In terms of genetic diversity, all three study species have been previously studied, but to different
extent. For the grey wolf and the brown bear, temporal comparisons have been possible to make with
modern populations, while the long extinct cave lion has been represented by much fewer samples, all
dated to the Late Pleistocene. Thus, a prerequisite for most of our analyses has been genetic data,
publicly
available
from
previous
studies
and
online
databases
like
GenBank
(www.ncbi.nlm.nih.gov/genbank/). The use of these datasets has also influenced the choice of
methods and genetic markers, which have been applied to produce matching data, whether of
mitochondrial or autosomal origin. This approach was specifically used for all studies except in Paper
26
III, where comparisons were also highly depending on the relatively abundant genomic data available
from modern canids.
The genetic markers have generally been targeting short mitochondrial sequences. This has imposed
certain restrictions on our produced data, especially limited resolution and support for phylogenetic
clades/haplogroups. In Paper II, where alignments of different sequence lengths were compiled, the
effects on the networks clearly illustrates this problem, as shorter sequences resulted in the merging of
haplotypes (see also Fig. 4). A similar effect can be seen when comparing the Bayesian phylogenies in
Paper II and Paper III, with significantly stronger support for the latter, based on full mitogenomes.
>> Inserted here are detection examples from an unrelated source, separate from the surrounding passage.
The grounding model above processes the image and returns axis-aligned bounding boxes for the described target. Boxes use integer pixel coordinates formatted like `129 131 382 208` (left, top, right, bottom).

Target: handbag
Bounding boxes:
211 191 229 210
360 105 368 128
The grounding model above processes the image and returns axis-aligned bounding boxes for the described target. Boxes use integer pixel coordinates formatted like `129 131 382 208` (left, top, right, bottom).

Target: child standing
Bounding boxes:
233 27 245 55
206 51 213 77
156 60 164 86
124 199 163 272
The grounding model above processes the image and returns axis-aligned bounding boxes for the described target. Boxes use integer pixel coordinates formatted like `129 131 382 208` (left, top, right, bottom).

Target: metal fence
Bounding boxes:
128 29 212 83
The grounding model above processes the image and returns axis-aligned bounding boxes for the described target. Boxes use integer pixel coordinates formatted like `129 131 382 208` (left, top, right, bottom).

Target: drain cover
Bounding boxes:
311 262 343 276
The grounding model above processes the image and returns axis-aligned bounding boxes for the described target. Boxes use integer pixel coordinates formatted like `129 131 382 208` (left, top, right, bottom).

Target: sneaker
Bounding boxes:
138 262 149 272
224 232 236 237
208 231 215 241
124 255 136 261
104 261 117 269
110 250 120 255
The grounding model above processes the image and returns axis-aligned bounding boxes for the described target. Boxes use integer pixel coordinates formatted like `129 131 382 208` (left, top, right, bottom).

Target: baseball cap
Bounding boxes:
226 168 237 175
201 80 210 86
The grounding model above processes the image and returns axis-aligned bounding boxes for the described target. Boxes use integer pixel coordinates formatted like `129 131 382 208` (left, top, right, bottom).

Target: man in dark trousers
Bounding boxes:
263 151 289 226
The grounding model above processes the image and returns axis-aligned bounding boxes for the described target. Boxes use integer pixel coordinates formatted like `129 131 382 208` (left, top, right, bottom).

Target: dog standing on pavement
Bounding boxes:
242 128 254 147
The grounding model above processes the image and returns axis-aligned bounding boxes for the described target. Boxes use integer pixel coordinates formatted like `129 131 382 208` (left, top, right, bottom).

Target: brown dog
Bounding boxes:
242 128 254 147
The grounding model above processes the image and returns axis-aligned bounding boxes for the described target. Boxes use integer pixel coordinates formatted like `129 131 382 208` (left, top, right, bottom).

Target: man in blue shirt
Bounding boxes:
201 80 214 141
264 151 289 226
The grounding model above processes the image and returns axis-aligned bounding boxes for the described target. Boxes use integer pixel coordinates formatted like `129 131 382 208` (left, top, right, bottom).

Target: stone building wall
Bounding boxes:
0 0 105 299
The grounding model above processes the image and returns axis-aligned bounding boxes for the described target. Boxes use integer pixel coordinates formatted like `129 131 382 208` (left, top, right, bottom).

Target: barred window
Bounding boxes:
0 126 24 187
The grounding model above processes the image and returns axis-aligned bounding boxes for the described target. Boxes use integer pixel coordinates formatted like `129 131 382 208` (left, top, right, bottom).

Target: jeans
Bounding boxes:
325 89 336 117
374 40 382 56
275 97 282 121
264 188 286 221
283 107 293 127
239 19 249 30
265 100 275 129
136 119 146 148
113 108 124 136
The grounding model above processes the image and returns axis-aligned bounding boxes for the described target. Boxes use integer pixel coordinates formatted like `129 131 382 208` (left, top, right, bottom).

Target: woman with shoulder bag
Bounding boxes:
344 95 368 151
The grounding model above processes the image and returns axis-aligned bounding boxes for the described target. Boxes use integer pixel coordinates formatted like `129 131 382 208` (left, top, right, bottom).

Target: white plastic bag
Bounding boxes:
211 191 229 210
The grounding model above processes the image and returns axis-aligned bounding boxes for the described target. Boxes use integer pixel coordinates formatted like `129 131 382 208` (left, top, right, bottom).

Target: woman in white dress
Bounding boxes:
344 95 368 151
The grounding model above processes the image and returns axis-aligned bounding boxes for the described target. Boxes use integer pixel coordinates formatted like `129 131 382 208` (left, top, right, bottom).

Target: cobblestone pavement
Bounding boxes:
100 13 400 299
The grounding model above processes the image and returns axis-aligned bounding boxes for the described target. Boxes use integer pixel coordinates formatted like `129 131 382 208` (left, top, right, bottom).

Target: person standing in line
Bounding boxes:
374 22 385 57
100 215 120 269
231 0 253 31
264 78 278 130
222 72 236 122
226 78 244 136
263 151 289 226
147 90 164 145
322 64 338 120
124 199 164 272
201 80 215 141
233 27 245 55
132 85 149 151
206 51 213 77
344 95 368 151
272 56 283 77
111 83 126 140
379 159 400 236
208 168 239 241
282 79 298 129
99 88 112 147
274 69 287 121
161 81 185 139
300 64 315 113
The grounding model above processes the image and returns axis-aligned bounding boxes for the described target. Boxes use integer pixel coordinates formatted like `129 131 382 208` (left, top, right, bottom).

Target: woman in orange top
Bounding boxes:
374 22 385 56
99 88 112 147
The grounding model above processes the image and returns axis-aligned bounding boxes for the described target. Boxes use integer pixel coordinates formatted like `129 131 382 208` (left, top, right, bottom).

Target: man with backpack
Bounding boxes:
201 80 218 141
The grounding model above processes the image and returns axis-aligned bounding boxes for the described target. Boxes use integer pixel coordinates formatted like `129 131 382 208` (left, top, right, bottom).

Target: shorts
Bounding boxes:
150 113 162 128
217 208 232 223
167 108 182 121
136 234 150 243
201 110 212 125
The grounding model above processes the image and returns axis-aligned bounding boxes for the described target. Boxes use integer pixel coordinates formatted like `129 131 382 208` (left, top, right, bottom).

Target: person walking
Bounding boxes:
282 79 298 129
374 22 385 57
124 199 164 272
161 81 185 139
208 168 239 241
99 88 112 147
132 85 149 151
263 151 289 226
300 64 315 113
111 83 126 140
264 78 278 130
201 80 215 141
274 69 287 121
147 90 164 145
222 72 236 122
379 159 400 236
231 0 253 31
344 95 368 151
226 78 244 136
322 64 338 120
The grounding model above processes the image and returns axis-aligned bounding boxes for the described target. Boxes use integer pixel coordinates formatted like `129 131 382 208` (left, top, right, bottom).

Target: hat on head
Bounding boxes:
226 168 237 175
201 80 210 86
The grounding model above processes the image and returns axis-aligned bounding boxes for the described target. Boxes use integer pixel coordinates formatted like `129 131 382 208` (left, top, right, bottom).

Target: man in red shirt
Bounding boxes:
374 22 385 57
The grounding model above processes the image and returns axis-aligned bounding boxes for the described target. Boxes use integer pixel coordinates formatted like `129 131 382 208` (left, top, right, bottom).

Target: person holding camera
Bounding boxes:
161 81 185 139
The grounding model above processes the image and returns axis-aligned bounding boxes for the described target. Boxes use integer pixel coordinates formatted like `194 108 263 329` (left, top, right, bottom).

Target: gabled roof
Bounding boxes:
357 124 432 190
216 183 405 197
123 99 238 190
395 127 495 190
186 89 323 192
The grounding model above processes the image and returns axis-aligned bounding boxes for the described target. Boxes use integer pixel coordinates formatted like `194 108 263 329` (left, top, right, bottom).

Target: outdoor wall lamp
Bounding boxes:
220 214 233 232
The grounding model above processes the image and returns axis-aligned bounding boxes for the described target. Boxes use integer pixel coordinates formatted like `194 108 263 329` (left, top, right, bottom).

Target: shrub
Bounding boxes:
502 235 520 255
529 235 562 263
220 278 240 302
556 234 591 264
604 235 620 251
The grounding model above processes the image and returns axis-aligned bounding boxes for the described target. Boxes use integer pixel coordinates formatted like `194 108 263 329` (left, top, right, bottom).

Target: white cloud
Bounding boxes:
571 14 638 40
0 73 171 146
The use of genomic data also enabled analyses including hybridization, which was a necessary
component for establishing the relation of the Late Pleistocene wolf to modern canids (Paper III).
In spite of the restricted coverage achieved from short mtDNA sequences, these markers provided
sufficient data for many phylogeographic comparisons and estimates of population dynamics. The
output from the analyses was also highly affected by the species’ different behavior in terms of
dispersal. This is clearly exemplified by the global comparison of mtDNA diversity in wolves, which
showed little or no structure (Paper II), whereas brown bears, characterized by strong female
philopatry, displayed marked geographical patterns even on regional scales (Paper IV & V). Some
populations stood out as especially distinct among the study species and could be linked to specific
geographical regions, indicating long-term isolation. Examples were the Himalayan and Indian wolf
lineages (Sharma et al. 2004; Aggarwal et al. 2007) as well as the American lion (Panthera atrox)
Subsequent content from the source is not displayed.